Falsos con fines políticos
Daniel García Ibarra
“No admitirás falso rumor. No te concertarás con el impìo para ser testigo falso”
Ley mosaica
Falso de toda falsedad el que: “En la guerra y en el amor todo se vale”. Ni los hombres ni las mujeres están dispuestos a que su pareja, ya sea en el noviazgo o en el matrimonio, actué en tal forma que se vean perjudicadas las relaciones entre ambos. Esta es una realidad que se patentiza aunque haya ausencia de entendimiento; y a pesar de los muchos problemas que puedan existir entre ellos. Sencillamente no todo es permitido en las relaciones amorosas. La misma afirmación se aplica tratándose de los conflictos armados, ya sea que estos se sucedan entre los mismos connacionales en una revolución a muerte por diferencias políticas, religiosas u otras causas; o en las que se enfrentan dos o más países.
Aún en tales conflictos hay reglas las cuales deben ser obedecidas por las naciones en el problema; normas a las cuales se han comprometido previamente. Tal es el acuerdo de las Naciones Unidas en los tratados de Ginebra, La Haya y Moscú en diferentes fechas, de que en las contiendas bélicas entre ellas, habría protección de la población civil, que se respetarían los bienes culturales y se prohibirían las armas biológicas y técnicas que destruyeran el medio ambiente. Así que tampoco en las guerras, pese a los graves problemas políticos y a los odios que las provoquen, no todo se vale.
Pero aquí, en nuestro México lindo y querido algunos malos políticos no solamente desoyen, sino que no están de acuerdo con lo antes dicho, sino que aún se atreven a aumentar a la máxima popular afirmando que: “En la guerra, en el amor y en la política, todo se vale”. Partiendo de esta manera de pensar, hacen y dicen todo lo que se les viene en gana contra de sus oponentes con tal de ganar adeptos, y así posesionarse del poder público. Esto no es nada nuevo en nuestra Patria mexicana con antecedentes de una herencia indo-española, lo cual Jorge Luis Tinajero afirma en la página 180 de su libro: “México un pretérito Reciente”, en donde escribe: “La monarquía sexenal que nos rige es producto de una ley atávica que proviene en gran parte del Estado Azteca. En la política mexicana todo se vale con tal de llegar al trono.
En vísperas de las elecciones para diputados federales no podía faltar esta maña política. Los políticos, que no son realmente políticos en el sentido de lo que esto significa, que no creen en la democracia, poder del pueblo, utilizan toda suerte de malabares habidos y por haber, y si no, se los inventan; y aún se atreven a levantar falsos por sí o por interpósitas personas con tal de denigrar el buen nombre de funcionarios al servicio del Estado o de candidatos de los partidos políticos contrarios.

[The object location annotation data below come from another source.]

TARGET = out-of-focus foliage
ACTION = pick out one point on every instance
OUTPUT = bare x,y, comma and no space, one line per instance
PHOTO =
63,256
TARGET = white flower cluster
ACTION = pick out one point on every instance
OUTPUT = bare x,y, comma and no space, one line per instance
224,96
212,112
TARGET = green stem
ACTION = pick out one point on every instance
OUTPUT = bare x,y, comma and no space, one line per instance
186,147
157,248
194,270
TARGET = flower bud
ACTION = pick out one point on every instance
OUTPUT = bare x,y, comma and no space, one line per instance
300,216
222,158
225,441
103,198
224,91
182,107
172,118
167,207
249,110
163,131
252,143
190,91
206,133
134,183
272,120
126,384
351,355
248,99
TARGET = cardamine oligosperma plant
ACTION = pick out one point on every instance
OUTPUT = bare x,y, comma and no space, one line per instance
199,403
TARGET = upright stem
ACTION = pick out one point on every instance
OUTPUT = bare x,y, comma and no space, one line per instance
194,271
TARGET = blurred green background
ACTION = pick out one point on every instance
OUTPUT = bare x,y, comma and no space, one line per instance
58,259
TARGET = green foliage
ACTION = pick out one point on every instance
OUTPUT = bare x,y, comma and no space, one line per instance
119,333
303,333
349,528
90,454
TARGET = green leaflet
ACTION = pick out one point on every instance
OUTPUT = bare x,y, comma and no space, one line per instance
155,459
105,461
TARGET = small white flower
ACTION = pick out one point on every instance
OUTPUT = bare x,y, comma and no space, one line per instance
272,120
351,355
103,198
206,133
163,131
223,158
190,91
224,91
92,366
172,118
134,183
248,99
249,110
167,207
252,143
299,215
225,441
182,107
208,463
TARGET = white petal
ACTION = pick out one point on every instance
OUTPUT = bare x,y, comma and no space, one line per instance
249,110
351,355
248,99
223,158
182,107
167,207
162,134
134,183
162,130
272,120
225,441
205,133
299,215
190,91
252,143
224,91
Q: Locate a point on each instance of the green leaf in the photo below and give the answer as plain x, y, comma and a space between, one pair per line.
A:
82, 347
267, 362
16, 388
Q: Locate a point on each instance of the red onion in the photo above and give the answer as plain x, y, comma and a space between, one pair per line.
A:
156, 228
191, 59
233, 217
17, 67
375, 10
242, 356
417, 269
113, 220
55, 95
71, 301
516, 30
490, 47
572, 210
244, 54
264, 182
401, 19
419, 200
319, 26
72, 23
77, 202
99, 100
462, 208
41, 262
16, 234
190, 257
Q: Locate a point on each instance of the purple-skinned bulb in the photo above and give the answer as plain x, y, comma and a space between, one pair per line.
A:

Por eso no son extrañas las “denuncias” anónimas contra de algunos de estos personajes en algunas entidades federativas, entre las cuales Michoacán ha sido la más comentada ya que se menciona el nombre del Ejecutivo estatal de un manera irresponsable y temeraria sin medir las consecuencias para toda la vida en el Estado. Pero es que: “En la política todo se vale”.
Lo que no toman en cuenta los malos políticos es que: “La mentira dura mientras que la verdad aparece”; y que: “Los inculpados son inocentes hasta que se les compruebe lo contrario”. Desafortunadamente el mal ya está hecho; personas ingenuas sin criterio propio, siguiendo los mismos fines perversos se encargan de hacer más grande la falsedad; recordemos que: “La mentira es como la bola de nieve que entre mas rueda en la montaña, más grande y peligrosa de vuelve”. Pero afortunadamente todavía hay población con pensamiento libre, responsable y propio sin influencias extrañas; que confía en la verdad y en la justicia. Claro, que también está de acuerdo, y así lo demanda, que se castigue a los individuos que se encuentre culpables de los delitos que se les imputan. Pero a la vez, exige que se exonere a quienes falsamente se ha tratado de denostar; y que se imponga penalidad a los levanta falsos.
No es concebible ni posible permitir que vuelvan los tiempos del terrorismo en el cual por intereses mezquinos y prejuicios sociales, políticos, religiosos y de otra naturaleza, se acusaba a las personas de herejes, comunistas etc.; y con ello marginarlos y enjuiciarlos en la Inquisición. Es vergonzoso que en pleno siglo XXI, después de las grandes luchas libertarias de la Independencia en 1810, la Revolución en 1910; juntamente con la inigualable Reforma de 1857, aún se levanten los antiguos enemigos de la Patria que con sus falsos pretendan poseer el poder de un México que ya camina por sendas de la libertad, la paz y la justicia.